Golang GC performance difference between platforms

Hi,
I am trying to explain why the Golang GC is slower on a platform with more resources. Our stack runs on 2 platforms.
Platform A: 48 CPUs and 384 GB of memory
Platform B: 96 CPUs and 768 GB of memory.

Both the platforms have the exact same CPU type.

Essentially B has double the CPU and memory, when we were doing performance testing on our stack, Platform B had lower throughput. To prove my point I wrote a synthetic benchmark test that also shows the performance difference.

func readSkinny(data []byte) []byte {
        var dest []byte
        dest = append(dest, data...)
        return dest
}
func BenchmarkCopySkinny(b *testing.B) {
        b.ReportAllocs()
        textData :=  bytes.Repeat([]byte{0x10}, 4096)
        b.ResetTimer()
        for i := 0; i < b.N; i++ {
                readSkinny(textData)
        }
        // Benchmark ends here. Stop timer.
        b.StopTimer()
}

The above benchmark

Platform A: BenchmarkCopySkinny-48    	  100000	       782.6 ns/op
Platform B: BenchmarkCopySkinny-96    	  100000	      1741 ns/op

I am using go 1.16 and go 1.15 and I see a performance hit on both the versions.

I would appreciate any insight as to why GoLang GC seems to take longer on the more powerful platform? And possibly a work-around to make Platform B perform at least as well as Platform A.
I have tried playing around with

  • GOMAXPROCS but that does not seem to make any difference.

I have pasted a few screen shots from the trace profile. It looks like GC pause does take longer.
I can also see frommthe flameegraph in the cpu profile, the sweep phase takes longer on platform B.

Platform A vs. Platform B

1 Like

My first guess is that the memory subsystem may be the bottleneck. If you constrain the number of goroutines on Platform B to 48, do the times get closer to platform A?

By constraining the number of go routines, you mean setting by setting GOMAXPROCS yes?

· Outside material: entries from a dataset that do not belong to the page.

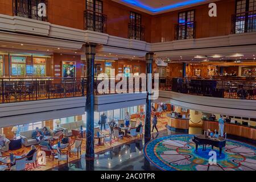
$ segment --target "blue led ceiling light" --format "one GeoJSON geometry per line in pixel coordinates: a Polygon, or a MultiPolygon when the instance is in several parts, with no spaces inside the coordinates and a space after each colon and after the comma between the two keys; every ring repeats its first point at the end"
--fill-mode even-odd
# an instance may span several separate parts
{"type": "Polygon", "coordinates": [[[161,7],[159,8],[154,9],[152,7],[150,7],[147,5],[145,5],[139,1],[138,0],[122,0],[122,1],[130,4],[131,5],[133,5],[135,6],[137,6],[138,7],[142,8],[143,9],[150,11],[152,13],[159,13],[163,11],[170,10],[173,9],[185,6],[188,5],[191,5],[202,2],[205,2],[207,0],[191,0],[191,1],[186,1],[184,2],[179,2],[174,5],[170,5],[164,7],[161,7]]]}

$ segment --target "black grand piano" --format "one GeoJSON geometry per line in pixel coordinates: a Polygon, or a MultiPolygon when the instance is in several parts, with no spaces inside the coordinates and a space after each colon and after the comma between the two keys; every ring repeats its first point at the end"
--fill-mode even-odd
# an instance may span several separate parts
{"type": "Polygon", "coordinates": [[[212,149],[213,147],[220,148],[220,155],[221,156],[222,148],[226,146],[226,138],[223,137],[208,138],[204,135],[196,135],[192,139],[193,142],[196,143],[196,151],[197,152],[198,146],[203,145],[203,151],[206,150],[207,145],[212,146],[212,149]]]}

The times do get a little closer. I am pasting the results below.

Platform A: BenchmarkCopySkinny-48    	  100000	       792.4 ns/op	    4096 B/op	       1 allocs/op
Platform B: BenchmarkCopySkinny-48    	  100000	      1567 ns/op	    4096 B/op	       1 allocs/op

I was hoping to see it within the same order of magnitude. I suggest you open an issue here: https://github.com/golang/go/issues

Are you running directly in the hardware or in a VM?

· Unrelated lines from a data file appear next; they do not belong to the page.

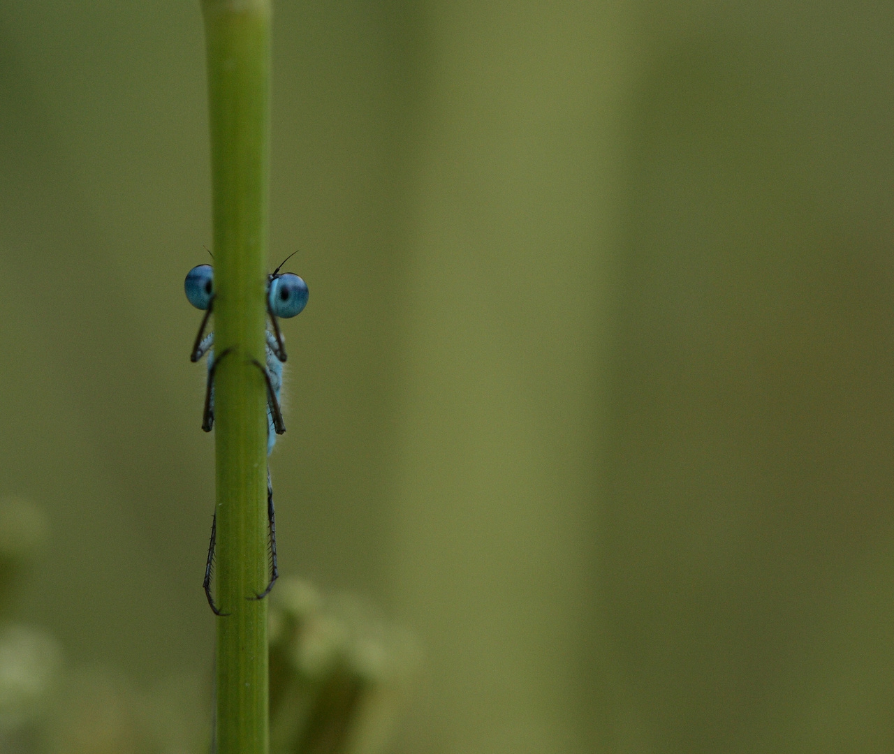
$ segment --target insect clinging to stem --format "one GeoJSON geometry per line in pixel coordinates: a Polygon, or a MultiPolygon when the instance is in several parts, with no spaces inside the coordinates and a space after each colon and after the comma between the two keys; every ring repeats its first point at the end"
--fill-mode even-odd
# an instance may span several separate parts
{"type": "MultiPolygon", "coordinates": [[[[270,319],[273,331],[268,329],[266,336],[266,364],[262,364],[257,359],[252,359],[251,363],[257,366],[264,374],[264,380],[267,388],[267,456],[274,449],[276,444],[276,435],[285,431],[285,424],[283,423],[283,413],[280,410],[280,390],[283,387],[283,364],[286,360],[285,345],[283,334],[280,331],[277,318],[288,319],[299,314],[308,304],[308,285],[298,275],[291,272],[280,273],[283,265],[285,264],[295,254],[290,254],[273,272],[267,275],[267,296],[266,306],[267,314],[270,319]]],[[[210,252],[209,252],[210,254],[210,252]]],[[[213,259],[214,257],[212,257],[213,259]]],[[[215,372],[217,365],[224,356],[233,351],[231,347],[215,358],[214,344],[215,334],[209,332],[205,334],[208,319],[214,308],[215,303],[215,279],[214,268],[210,264],[198,264],[193,267],[186,275],[183,283],[186,291],[186,297],[190,303],[197,309],[205,312],[202,317],[202,323],[198,328],[198,334],[192,346],[192,353],[190,360],[198,361],[203,356],[207,354],[207,380],[205,389],[205,410],[202,417],[202,429],[209,432],[214,428],[215,423],[215,372]]],[[[274,490],[270,482],[270,466],[267,466],[267,521],[270,526],[270,582],[264,591],[256,594],[256,599],[263,599],[270,593],[274,588],[279,571],[276,566],[276,517],[274,513],[274,490]]],[[[228,615],[221,613],[215,604],[211,595],[211,573],[215,557],[215,539],[217,528],[217,513],[215,512],[211,519],[211,540],[208,542],[208,557],[205,566],[205,580],[202,586],[205,589],[205,596],[207,598],[208,605],[215,616],[228,615]]]]}

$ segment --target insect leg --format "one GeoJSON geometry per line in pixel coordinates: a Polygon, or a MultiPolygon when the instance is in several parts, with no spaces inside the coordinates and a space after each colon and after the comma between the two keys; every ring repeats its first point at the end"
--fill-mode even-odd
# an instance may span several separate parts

Both the platforms are VMs

Are the VMs just for isolation or are multiple VMs running on the hosts? If the latter, the other VMs will affect your performance. If they’re doing anything memory intensive, that will steal resources from the VM from which you’re running the benchmark.

Just an update, I did resolve this issue. I had asked the same question on gophers.slack.com and one angel replied to this question. Asking me to check the NUMA setup in the 2 platforms.

The problem had to do with NUMA setup on Platform B. Platform B had 2 NUMA nodes. Pasting the output below, as opposed to Platform A only had one NUMA node.

The GoLang scheduler is not NUMA aware, this document describes a proposal for making the scheduler NUMA aware.

When I bound the process to one of the numa nodes using numactl --cpunodebind 0 XXX and ran the test both the platforms show the exact some performance.

Platform B numactl output

> numactl --hardware
available: 2 nodes (0-1)
node 0 cpus: 0 1 2 3 4 5 6 7 8 9 10 11 12 13 14 15 16 17 18 19 20 21 22 23 48 49 50 51 52 53 54 55 56 57 58 59 60 61 62 63 64 65 66 67 68 69 70 71
node 0 size: 382819 MB
node 0 free: 333743 MB
node 1 cpus: 24 25 26 27 28 29 30 31 32 33 34 35 36 37 38 39 40 41 42 43 44 45 46 47 72 73 74 75 76 77 78 79 80 81 82 83 84 85 86 87 88 89 90 91 92 93 94 95
node 1 size: 382904 MB
node 1 free: 369935 MB
node distances:
node   0   1
  0:  10  21
  1:  21  10
1 Like

Very interesting. Thanks for posting the solution back!